En effet, la suffisance a besoin de preuves qui ne soient pas seulement symboliques. Juste rétribution est due à ce démiurge des carrières et des diplômes. Et comme on n'est jamais mieux servi que par soi-même, on se fait passer à la première classe ou à la classe exceptionnelle, cette promotion scientifique s'accompagnant, bien sûr, des distinctions qui récompensent et le talent et le dévouement à l'institution : palmes et autres éméritats … De voyages officiels en missions "diplomatiques", d'inaugurations en "pots" et réceptions, grisé d'importance et de considération, notre notable est sur un nuage. On est taillé pour les honneurs, ou on ne l'est pas ! Quand il a fini son temps, cet élu ne retourne jamais à ses "chères études". Trop petit quand on a fréquenté les grands. Il préside et pantoufle… (si je puis dire : comment dit-on "pantoufler" sous les tropiques ?). On ne va pas lui demander s'il est un authentique savant ni comment il est entré à l'université : puisqu'il a été porté au sommet. On manque si cruellement de scientifiques et d'hommes de culture à la Réunion !… (Qu'il fasse si facilement illusion montre assez sur quel terreau de faux-semblants tout ceci prospère, conformément à l'axiomatique postcoloniale.)

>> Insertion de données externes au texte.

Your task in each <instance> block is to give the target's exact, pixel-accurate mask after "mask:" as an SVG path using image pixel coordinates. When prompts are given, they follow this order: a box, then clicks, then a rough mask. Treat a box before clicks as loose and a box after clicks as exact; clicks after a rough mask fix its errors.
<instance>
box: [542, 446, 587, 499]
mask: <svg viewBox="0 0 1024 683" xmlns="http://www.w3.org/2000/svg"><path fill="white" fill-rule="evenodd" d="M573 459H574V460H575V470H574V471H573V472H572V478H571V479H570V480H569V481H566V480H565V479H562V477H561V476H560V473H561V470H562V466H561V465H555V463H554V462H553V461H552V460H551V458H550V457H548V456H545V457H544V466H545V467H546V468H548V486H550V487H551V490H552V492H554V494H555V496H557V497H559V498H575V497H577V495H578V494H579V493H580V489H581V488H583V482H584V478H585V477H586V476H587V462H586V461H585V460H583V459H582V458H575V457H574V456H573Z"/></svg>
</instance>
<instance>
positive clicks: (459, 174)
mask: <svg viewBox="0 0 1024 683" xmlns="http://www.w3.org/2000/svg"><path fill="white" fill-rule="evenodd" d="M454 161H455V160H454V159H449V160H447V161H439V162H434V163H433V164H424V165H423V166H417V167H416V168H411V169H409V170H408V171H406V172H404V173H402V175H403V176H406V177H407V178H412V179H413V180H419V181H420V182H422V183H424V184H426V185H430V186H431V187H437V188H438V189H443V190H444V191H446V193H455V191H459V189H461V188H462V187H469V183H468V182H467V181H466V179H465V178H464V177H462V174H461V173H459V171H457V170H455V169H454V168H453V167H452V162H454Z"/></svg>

N'ayant pas spécialement vocation à jouer les imprécateurs ou autres Savonarole – le train du monde n'étant pas mon souci –, c'est le plus souvent la nécessité immédiate qui m'a tiré de mes occupations d'enseignant-chercheur et poussé à mettre dans le débat public des questions relevant de la compétence de "la hiérarchie". Cette seule manière de faire, banale dans la communauté scientifique, mettre une question en débat par la voie de la discussion publique, était déjà une révolution dans un système où le secret et les arrangements de couloir sont, conformément aux enjeux que je viens de présenter, "constitutionnels". Une des premières prise de position qu'il m'a été donné de prendre a provoqué une lettre du Doyen adressée à tous les membres de la Faculté expliquant que je faisais "perdre sottement leur temps à tous les collègues" (doc). Je me suis donc d'abord trouvé heurter de front des ambitions (dont le département d'Ethnologie devait faire les frais) qui résument d'autant mieux mon propos que la période en cause permet d'observer, de la conception à la réalisation, l'épanouissement de quelques-uns de ces plans de carrière qui comptent parmi les plus belles réussites réunionnaises des nos "métros pays". Mon premier étonnement est donc formulé dans une lettre du 9 septembre 1992 adressée au Président de l'université (doc) : comment expliquer que le "Guide de rentrée 1992-1993" présente la filière d'Ethnologie (à laquelle j'appartiens) en 18 lignes, celle d'Histoire en 29 lignes, tandis qu'une autre filière [alors confidentielle] bénéficie d'une présentation en plus de 100 lignes ? Le président d'alors m'a répondu, par lettre privée, qu'il avait usé de toute son autorité pour réduire des deux tiers le texte que le responsable de la filière incriminée entendait faire imprimer. La référence au patronage d'Hermès (je précise, s'il est besoin, que cette interpellation amusée n'exprime aucun différend personnel) devait se révéler des plus appropriées.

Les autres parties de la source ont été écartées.